The Cato Institute offers a good example of the standard Republican argument, which basically boils down to “We spend more money now than ever yet we get mediocre results. ” While this statement is true, it is a massive oversimplification of the situation, resulting in massively oversimplified and errant solutions.
For example the Cato Institute points out that per pupil spending his risen by 133% since 1970 and lays the blame for this increase at the feet of teachers unions. The reality, however, is much more complicated. In Michigan the average teacher’s pay has decreased by 7.7% since 1999 while per pupil spending has increased by nearly 20%. Second, the number of educators in unions has dropped from 84% in 1989 to 38% in 2010. This data does not support the Cato Institute’s assertion.
Additionally the Cato Institute also completely ignores the fact that in 1975 Congress passed the “Education for All Handicapped Children Act” which resulted in twice as many special education students for public education.

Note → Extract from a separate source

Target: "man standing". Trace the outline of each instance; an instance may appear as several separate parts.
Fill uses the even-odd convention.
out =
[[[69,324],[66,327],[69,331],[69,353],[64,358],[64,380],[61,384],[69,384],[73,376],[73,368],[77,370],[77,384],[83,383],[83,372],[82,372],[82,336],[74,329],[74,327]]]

At a cost two to three times that of students without disabilities, the needs of special education figures prominently in the new education spending since 1970.
The Cato Institute also fails to mention that nearly twice as many Americans live in poverty now than in 1970. As Education Secretary Arnie Duncan stated, “Educators across the country understand that low-income students need extra support and resources to succeed.”
So while the data points to education costs’ rising, it doesn’t show that teachers are the cause or that higher paid teachers lead to worse outcomes. In fact quite the opposite is true. The data shows that states that spend more money on education tend to have better outcomes. More importantly the data in Michigan shows that the top performing schools spend a much greater percentage of their per pupil funding on teachers than the lowest performing schools. So rather than attacking teachers and their salary as the problem, the data suggests that we need to look at teachers and competitive pay as the solution.
If education spending is out of control then we should look at where the money goes and what can be changed. But those changes should be predicated on improving educational outcomes. Arbitrarily cutting teachers’ salaries and benefits even when the data suggests that doing so will result in worse educational outcomes is not a solution – it’s a witch hunt. Our children deserve better.